Tras un encuentro entre el ministro de Trabajo, Jorge Triaca, y la conducción de la CGT, en el marco de la Conferencia sobre la Erradicación Sostenida del Trabajo Infantil, realizada en el predio de La Rural, se llegó a un principio de acuerdo por la reforma laboral.

Según informó la agencia oficialista Telam, los referentes gremiales y el funcionario de Poder Ejecutivo acordaron sobre  “los puntos y artículos del proyecto de reforma laboral que aún generaban discordia”.

Por su parte, Héctor Daer, miembro de la conducción de la central, aseguró que lograron imponer cambios en la negociación: “Se dejó de lado lo que perjudicaba al 50% de los empleados de las PYMES”, dijo. “Además, se sacó el banco de horas y el cese tiene que ser regulado por cada convenio colectivo para el fondo”, describió. Por lo visto, esas modificaciones alcanzaron para acompañar un proyecto que muchos dirigentes sindicales y especialistas en temas laborales entienden como “peor que la reforma del 90”.

En la previa a la reunión pactada se hablaba de “14 puntos” en los que tanto el gobierno como la central obrera tenían discrepancias.  “Se alcanzó el nivel de consenso necesario”, dijo el ministerio de Trabajo en un comunicado.

También informaron que “luego del trabajo conjunto que viene llevándose adelante con los distintos sectores se alcanzó el nivel de consenso necesario para enviar el proyecto de ordenamiento laboral al Congreso para su tratamiento en las próximas semanas”

Si bien no ha trascendido el proyecto final que se enviará al Congreso, se conoció que entre ambos lograron esbozar un borrador. Entre los principales puntos que tuvo que ceder el gobierno fue en la eliminación de la figura del “trabajador independiente” fuera de la ley de Contrato de Trabajo y también habría sido eliminada la intención de crear un banco de horas.

No se han difundido los puntos ante los cuales cedieron los sindicalistas. El viernes el proyecto ingresa al parlamento y comienza un nuevo capítulo. La actitud de la CGT ya comienza a ser cuestionada y comienza a surgir voces que parecen entender con mayor amplitud el deseo y el ánimo de las bases.

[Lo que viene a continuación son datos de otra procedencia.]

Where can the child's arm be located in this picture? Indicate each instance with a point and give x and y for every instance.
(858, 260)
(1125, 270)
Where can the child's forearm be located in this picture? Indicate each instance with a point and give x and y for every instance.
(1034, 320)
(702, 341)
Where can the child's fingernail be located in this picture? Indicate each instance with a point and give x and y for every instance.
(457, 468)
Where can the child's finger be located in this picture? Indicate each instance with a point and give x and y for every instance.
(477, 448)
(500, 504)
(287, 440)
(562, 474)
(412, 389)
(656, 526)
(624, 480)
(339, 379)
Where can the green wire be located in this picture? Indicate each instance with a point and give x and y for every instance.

Uno de los puntos nodales que se cambió del proyecto oficial fue el artículo que equiparaba a trabajadores y empresarios en una relación de “cooperación entre las partes” que genera “derechos y deberes recíprocos”. “Eso se retrotrajo porque dejaba de lado el derecho tutelar”, señaló Daer.

Otro cambio que los sindicalistas consideraron importante fue el que se refería al concepto de renunciabilidad que impulsó el Gobierno. El texto redactado por Cambiemos permitía que los trabajadores renuncien a sus derechos de convenios personales, por ejemplo un sobresueldo acordado con el patrón por una tarea extra. El proyecto, según los sindicalistas, quedó que no se puede renunciar a los derechos que plantea la ley de Contrato de Trabajo y de Convenio Colectivo. Si el trabajador quiere renunciar, esos acuerdos personales sólo serán válidos si cuentan con el aval del sindicato.

En cuanto a las indemnizaciones, se volvió a incorporar para su cálculo a las horas extras y las comisiones, que la iniciativa oficial había excluido. El aguinaldo sí quedó finalmente afuera del cómputo, aunque los líderes cegetistas argumentan que hay un fallo judicial que avala en ese punto al Gobierno. Otro ítem que se eliminó es la creación del “banco de horas”, que prácticamente suprimía la posibilidad de que el trabajador cobre el recargo correspondiente a las horas extras.

“Sí quedo el fondo de cese a cargo de los empleadores”, agregó Daer, aunque explicó que “eso tiene que ser regulado por Convenio Colectivo”.

En cuanto al blanqueo de trabajadores, se incorporó el pedido de la CGT: Que los derechos individuales del trabajador que se blanquea no se computen desde el momento en que se produce el blanqueo sino desde la fecha en que se inició la relación laboral, sin límite de retroactividad. Eso atañe, por ejemplo, al cómputo de la antigüedad, las vacaciones o el cálculo de la indemnización. En cuanto a los efectos previsionales, será cómo máximo retroactivo hasta 5 años.

Cabe recordar que existe una fuerte puja dentro de la central obrera respecto a la reforma laboral. En este contexto, el dirigente cegetista, Pablo Moyano, criticó en duros términos al Gobierno y afirmó: “Van a venir por Hugo y por mi. Sería un orgullo caer en cana con un gobierno gorila como éste, por defender a los trabajadores. Nuestros dirigentes van a seguir peleando. Hay un canal en América que todas las noches dice que Moyano tiene que estar preso”. Además, la Corriente Federal de los Trabajadores, otro sector interno de la CGT, también se opone a la iniciativa oficial.